Airbnb, pre-IPO

The controversial unicorn appears to be prepping to go public, but the NYC crackdown on the company is only getting more intense

Jul.July 01, 2019 10:00 AM

Airbnb co-founders, from left: Chief Product Officer Joe Gebbia, Chief Strategy Officer Nathan
Blecharczyk and CEO Brian Chesky

Airbnb has been an almost perfect embodiment of Silicon Valley’s “move fast and break things” culture since it burst onto the scene in 2008.

The company — which claims to have more than 6 million listings globally (a number it says is more rooms than the six largest hotel groups combined) — became very popular very fast with the public. But it’s also faced aggressive opposition from the city government and the hotel industry since the moment it landed in New York.
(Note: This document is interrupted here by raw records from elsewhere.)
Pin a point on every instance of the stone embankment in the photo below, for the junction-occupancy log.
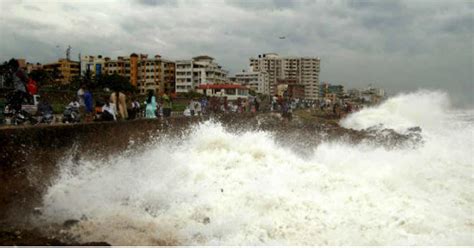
(29, 155)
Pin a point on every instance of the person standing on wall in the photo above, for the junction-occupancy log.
(88, 104)
(119, 99)
(166, 104)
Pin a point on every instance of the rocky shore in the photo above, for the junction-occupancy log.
(29, 156)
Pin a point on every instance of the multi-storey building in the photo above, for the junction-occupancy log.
(197, 71)
(92, 64)
(155, 74)
(63, 71)
(303, 69)
(256, 81)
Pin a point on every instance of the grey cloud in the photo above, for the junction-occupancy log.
(398, 45)
(31, 7)
(158, 2)
(265, 4)
(459, 24)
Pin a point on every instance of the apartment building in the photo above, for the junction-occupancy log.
(256, 81)
(305, 70)
(92, 64)
(63, 71)
(155, 74)
(198, 71)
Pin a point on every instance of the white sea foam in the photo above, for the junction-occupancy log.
(217, 187)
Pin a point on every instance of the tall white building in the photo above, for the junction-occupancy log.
(256, 81)
(303, 70)
(197, 71)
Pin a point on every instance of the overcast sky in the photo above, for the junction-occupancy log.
(397, 45)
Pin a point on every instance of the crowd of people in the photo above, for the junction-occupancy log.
(121, 106)
(117, 106)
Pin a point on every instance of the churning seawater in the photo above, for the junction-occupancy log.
(218, 187)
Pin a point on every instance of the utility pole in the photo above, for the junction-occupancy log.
(68, 53)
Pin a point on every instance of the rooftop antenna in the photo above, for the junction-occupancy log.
(68, 52)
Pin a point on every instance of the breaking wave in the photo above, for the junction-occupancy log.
(215, 187)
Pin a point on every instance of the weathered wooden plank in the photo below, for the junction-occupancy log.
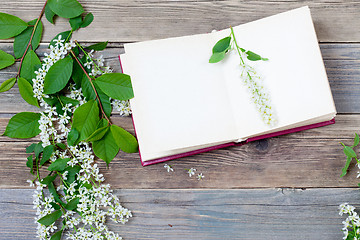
(342, 63)
(206, 214)
(126, 20)
(311, 158)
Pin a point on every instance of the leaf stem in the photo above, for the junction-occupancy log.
(92, 85)
(31, 37)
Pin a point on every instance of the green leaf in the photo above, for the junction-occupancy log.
(30, 61)
(10, 26)
(49, 179)
(58, 75)
(85, 119)
(116, 85)
(53, 192)
(50, 218)
(106, 148)
(254, 57)
(59, 164)
(64, 36)
(49, 14)
(38, 149)
(21, 41)
(217, 57)
(73, 136)
(98, 134)
(7, 85)
(77, 74)
(66, 100)
(87, 89)
(75, 22)
(31, 148)
(72, 204)
(87, 20)
(66, 8)
(222, 45)
(26, 92)
(345, 168)
(98, 46)
(48, 151)
(349, 152)
(57, 235)
(6, 59)
(124, 139)
(61, 145)
(23, 125)
(356, 140)
(30, 163)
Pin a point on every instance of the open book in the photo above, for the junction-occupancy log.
(185, 105)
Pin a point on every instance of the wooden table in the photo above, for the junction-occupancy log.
(286, 187)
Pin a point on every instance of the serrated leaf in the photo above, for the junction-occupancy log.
(38, 149)
(31, 148)
(87, 20)
(26, 92)
(49, 14)
(222, 45)
(124, 139)
(57, 235)
(6, 59)
(98, 134)
(66, 8)
(72, 204)
(30, 61)
(49, 179)
(58, 75)
(75, 22)
(59, 164)
(356, 140)
(86, 118)
(254, 57)
(61, 145)
(47, 152)
(7, 85)
(50, 218)
(22, 40)
(98, 46)
(217, 57)
(106, 148)
(11, 26)
(23, 125)
(345, 168)
(64, 36)
(73, 136)
(116, 85)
And that ire has not let up.

Last year, city officials issued 718 violations to 139 single- and two-family homes as part of its crackdown on Airbnb. It also raided the Far West Side’s swanky Atelier condominium, doling out roughly two dozen violations to owners accused of illegally renting out apartments through the home-sharing site. (In New York, it’s illegal to rent out a residential property for less than 30 days if the owner or tenant is not there.)

Earlier this year, the city also hit Airbnb with a subpoena for details on 20,000 apartment listings in the five boroughs. The blowback is not just limited to the public sector, though. A recent survey found that about one in 10 Airbnb guests have found cameras hidden in their short-term rentals, and even more are worried that cameras are watching them.
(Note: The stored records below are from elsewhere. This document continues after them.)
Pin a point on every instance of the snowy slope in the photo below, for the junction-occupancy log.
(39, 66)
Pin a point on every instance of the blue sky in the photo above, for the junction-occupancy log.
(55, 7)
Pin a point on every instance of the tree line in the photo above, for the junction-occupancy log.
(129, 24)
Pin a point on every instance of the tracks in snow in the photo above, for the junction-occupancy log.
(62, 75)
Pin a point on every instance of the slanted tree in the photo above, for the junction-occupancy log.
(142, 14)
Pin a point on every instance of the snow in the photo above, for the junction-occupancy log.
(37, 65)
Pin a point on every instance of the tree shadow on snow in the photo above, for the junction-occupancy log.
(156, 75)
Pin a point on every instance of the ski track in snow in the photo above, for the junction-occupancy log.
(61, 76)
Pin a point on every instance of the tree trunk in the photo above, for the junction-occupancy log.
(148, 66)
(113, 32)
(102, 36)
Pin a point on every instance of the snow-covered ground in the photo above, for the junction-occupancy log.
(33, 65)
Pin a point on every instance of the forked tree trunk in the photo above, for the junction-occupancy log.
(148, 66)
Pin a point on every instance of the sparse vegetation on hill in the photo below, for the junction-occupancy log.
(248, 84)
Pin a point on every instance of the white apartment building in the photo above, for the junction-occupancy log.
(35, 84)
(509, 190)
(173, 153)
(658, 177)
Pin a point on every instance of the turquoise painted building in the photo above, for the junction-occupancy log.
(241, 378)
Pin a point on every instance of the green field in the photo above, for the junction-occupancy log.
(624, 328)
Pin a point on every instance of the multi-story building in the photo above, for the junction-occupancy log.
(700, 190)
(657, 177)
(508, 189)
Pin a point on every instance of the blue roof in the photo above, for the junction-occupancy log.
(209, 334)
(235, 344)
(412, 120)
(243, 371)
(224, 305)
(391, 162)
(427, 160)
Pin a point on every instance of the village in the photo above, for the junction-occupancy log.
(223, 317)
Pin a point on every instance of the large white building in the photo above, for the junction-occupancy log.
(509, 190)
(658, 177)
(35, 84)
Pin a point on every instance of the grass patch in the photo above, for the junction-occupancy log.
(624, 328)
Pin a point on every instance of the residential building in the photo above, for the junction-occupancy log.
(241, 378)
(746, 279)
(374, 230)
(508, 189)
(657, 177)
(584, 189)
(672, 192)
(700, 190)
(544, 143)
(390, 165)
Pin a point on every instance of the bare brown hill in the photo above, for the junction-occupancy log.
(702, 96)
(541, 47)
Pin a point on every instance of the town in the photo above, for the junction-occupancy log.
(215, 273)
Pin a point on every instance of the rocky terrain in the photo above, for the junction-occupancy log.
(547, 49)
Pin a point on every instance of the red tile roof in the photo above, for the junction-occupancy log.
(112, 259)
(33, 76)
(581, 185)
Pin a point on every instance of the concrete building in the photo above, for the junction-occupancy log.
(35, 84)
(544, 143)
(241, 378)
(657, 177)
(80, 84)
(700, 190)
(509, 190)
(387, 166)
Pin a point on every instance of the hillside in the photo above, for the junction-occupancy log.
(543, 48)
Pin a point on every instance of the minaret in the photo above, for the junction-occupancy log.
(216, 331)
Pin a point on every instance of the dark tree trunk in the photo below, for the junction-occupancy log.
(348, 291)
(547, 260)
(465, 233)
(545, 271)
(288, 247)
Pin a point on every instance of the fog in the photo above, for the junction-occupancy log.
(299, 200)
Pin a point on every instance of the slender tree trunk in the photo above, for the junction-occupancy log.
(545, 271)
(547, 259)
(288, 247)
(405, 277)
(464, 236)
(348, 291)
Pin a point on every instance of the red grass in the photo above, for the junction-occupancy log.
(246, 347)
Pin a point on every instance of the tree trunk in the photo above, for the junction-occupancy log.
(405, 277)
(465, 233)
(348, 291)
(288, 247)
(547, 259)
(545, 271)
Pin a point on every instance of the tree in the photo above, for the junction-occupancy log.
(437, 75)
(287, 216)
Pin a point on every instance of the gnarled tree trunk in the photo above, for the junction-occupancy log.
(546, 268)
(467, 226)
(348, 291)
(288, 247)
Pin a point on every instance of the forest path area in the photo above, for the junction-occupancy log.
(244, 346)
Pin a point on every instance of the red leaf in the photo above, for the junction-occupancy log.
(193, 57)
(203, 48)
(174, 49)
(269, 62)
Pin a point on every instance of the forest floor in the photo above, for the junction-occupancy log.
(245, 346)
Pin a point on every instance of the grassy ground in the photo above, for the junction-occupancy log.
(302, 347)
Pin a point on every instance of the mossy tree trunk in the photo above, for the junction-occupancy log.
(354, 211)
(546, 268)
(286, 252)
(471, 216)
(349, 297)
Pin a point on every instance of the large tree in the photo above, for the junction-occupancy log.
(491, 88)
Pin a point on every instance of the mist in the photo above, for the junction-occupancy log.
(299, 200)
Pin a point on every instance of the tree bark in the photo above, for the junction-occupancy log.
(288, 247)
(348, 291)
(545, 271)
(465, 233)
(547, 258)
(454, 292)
But Airbnb — which has turned the hospitality space on its head — has forged ahead with its no-holds-barred growth strategy despite any opposition.
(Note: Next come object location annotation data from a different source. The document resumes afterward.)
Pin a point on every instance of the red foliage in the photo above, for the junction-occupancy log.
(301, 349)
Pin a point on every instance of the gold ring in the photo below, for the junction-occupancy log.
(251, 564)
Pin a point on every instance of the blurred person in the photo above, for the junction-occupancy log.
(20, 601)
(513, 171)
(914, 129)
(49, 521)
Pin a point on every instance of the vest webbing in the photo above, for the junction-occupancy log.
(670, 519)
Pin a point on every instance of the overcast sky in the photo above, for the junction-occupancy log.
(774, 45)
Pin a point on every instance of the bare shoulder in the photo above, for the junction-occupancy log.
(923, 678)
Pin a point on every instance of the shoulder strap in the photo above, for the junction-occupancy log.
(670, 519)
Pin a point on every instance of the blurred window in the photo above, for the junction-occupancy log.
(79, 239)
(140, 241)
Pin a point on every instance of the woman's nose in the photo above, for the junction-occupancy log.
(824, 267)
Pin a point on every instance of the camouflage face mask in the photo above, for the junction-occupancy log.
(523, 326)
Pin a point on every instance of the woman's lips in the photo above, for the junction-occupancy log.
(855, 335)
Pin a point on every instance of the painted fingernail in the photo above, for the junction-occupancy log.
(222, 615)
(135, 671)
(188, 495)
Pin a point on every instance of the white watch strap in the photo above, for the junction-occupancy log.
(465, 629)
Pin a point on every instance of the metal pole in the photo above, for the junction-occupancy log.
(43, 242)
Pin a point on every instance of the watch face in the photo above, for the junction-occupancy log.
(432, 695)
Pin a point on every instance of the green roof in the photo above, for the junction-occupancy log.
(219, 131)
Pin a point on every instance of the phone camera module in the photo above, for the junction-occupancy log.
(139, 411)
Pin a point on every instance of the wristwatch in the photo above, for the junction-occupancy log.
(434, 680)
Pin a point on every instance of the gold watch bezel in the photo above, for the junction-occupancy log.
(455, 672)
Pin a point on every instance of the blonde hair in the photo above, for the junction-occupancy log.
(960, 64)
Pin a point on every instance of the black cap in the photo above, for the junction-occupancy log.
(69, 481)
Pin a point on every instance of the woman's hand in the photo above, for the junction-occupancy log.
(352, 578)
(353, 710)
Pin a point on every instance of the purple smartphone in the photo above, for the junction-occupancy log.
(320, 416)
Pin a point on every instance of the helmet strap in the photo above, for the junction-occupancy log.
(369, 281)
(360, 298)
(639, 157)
The company is expanding internationally and, after years of rumors about an initial public offering, now finally seems to be on the brink of going public. CEO Brian Chesky, who co-founded Airbnb with Joe Gebbia and Nathan Blecharczyk, has said it’ll happen this year. Here’s a closer look at some of the numbers behind Airbnb before it goes public — whenever that might be.

47,542

The number of listings on Airbnb in New York — the third most of any city that the independent website Inside Airbnb tracks. London had the most with 77,096 listings, and Paris followed with 59,881. By comparison, the five boroughs had 115,000-plus hotel rooms as of 2017, according to the Department of City Planning.

$38B

Airbnb’s reported valuation at the end of 2018. Hilton Worldwide Holdings, by comparison, was valued at about $27.3 billion as of last month. Some analysts have predicted that Airbnb will pull in $8.5 billion in revenue in 2021, a 123 percent increase from its 2018 revenue of $3.8 billion.

$540,000

The amount Airbnb spent on federal lobbying in 2018. While that is not a huge amount, it’s a significant jump over 2014’s $220,000. In addition, it doesn’t include all of the lobbying Airbnb has done at the local level in New York, where it has met strong resistance.

Brian Chesky

$3.7B

Brian Chesky’s net worth. The 37-year-old Airbnb co-founder ranked 568th on Forbes’ Billionaires 2019 list and 65th on its Richest in Tech 2017 list. Chesky, who attended the Rhode Island School of Design, earned $40,000 a year as an industrial designer prior to Airbnb.

$43

Uber’s stock price as of June 24, down from $45 at its May IPO. Many venture-capital-backed unicorns have seen their sky-high valuations drop after going public, but some analysts believe Airbnb might have a stronger showing given that it’s already profitable.

Mumbai, India

2.7B

The approximate combined population of India and China, where Airbnb has been ramping up its presence recently. Earlier this year, the firm made an investment rumored to be between $150 and $200 million in OYO, an Indian budget hotel management company. It also has a growing foothold in China, where it had 300 employees as of April.

Scott Rechler

10

The number of floors Airbnb and Scott Rechler’s RXR Realty are converting into residential space at 75 Rockefeller Plaza. The space, which is set to open in about a year, will feature roughly 200 units for overnight stays. The deal marks the first standalone Airbnb facility in a New York office building.

$21M

The amount NYC is suing brokerage Metropolitan Property Group over allegations that it ran an illegal network of Airbnb rentals, hosting 75,000 guests across 13,000-plus Manhattan rentals between 2015 and 2018. Company CEO Sami Katri has denied the allegations.